It would be useful if the spec for clEnqueueNDKernel had some wording to the following effect:
For all implementations of clEnqueueNDKernel, a call that creates N workgroups
will ensure that workgroup K is launched either before or contemporaneously
with workgroup J for all K < J. (Alternatively, one might say that the launch
of workgroup K must not depend on the completion of the workitems in workgroup
J if K < J. This is more specific and sufficient for the purposes described
Why is this useful? For collective or reduction operators, we have a chance of
using atomic operations (perhaps in the future, perhaps now...) to perform the
global reduction step. This is particularly useful in things like the
substitution step of triangular systems where the inter-workgroup dependency on
the solution vector need not delay the fetch of a workgroup's chunk of the
matrix. Workgroup J could test (poll) a location in __global memory for a
signal from Workgroup K. (Of course, the polling interval needs to be tuned
to avoid screwing up the memory traffic for other threads.)
This does not break the fundamental assumption of OpenCL that no concurrency
is guaranteed outside the workgroup: a compliant implementation could launch
all workgroups sequentially.
My guess is that all implementations are already compliant with this
restriction, but without having it in the spec, application writers should
not rely on the feature.
I do not believe the Apple OpenCL CPU implementation will do them in order. Even if they started in order, any device capable of preemption would certainly not be able to guarantee that they finish in order, at least without a substantial reduction in performance. If you want them to start in order, you can assign your own workgroup and workitem IDs using an atomic counter, and ignore the one OpenCL hands you.
Generally speaking, data dependencies are best modeled around kernel launch boundaries -- All workgroups in a launch must be able to run concurrently without interfering with one another. So if for example you need the computations above and to the left of you to finish before you can do your bit, you might enqueue a separate kernel for each diagonal stripe.
I am not actually requiring that kernels finish in order, only that the launch of kernel K < J does not require that J finish before K launches. This in fact, doesn't seem like all that onerous a requirement: Ian Ollmann's comment even lays out the alternative solution, though it requires some rather awkward
coordination on the part of the application. In any case, I can't imagine that there is an implementation out there that doesn't allocate groupIDs sequentially as the tasks are placed into the run queues. Did I miss something?
*** see below
Generally speaking, data dependencies are best modeled around kernel launch
boundaries -- All workgroups in a launch must be able to run concurrently
without interfering with one another. So if for example you need the
computations above and to the left of you to finish before you can do your
bit, you might enqueue a separate kernel for each diagonal stripe.

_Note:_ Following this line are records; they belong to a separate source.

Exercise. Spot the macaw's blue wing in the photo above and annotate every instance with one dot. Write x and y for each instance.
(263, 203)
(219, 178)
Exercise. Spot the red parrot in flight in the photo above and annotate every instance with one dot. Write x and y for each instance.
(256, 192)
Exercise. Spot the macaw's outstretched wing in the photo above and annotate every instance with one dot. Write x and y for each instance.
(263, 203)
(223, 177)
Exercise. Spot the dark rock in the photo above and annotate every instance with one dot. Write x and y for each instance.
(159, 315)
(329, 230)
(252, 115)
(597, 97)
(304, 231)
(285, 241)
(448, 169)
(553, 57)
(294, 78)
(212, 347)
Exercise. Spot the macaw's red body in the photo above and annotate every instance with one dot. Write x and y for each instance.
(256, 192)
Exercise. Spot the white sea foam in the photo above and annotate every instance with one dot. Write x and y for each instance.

As for pushing this back to the host runtime scheduler, that doesn't allow overlap of the fetch for the matrix among kernels. This is a potential lose: note that the solution to the system is entirely memory bound: the reuse in the matrix is nearly zero. So what I really want to do is launch as many threads as it takes to saturate the memory system, then let them wait for the single input
on which they depend. If I know something about their order of launch, then I can actually construct the dependence resolution chain with atomic ops. And note that since the dependence chain propagates in one direction only, there is no dependence on simultaneity, just a simple ordering.
And of course, when I say K < J, I really mean that K and J should be viewed as ND specifications.
In any case, the OpenCL specification should say <something> about ordering of the tasks in a launch -- if you don't people will use the implementations as a spec. Even if the spec says "you can't assume anything about the launch order
of threads vs. their global, local or group ids, beyond the guarantee that all threads in a workgroup are contemporaneous."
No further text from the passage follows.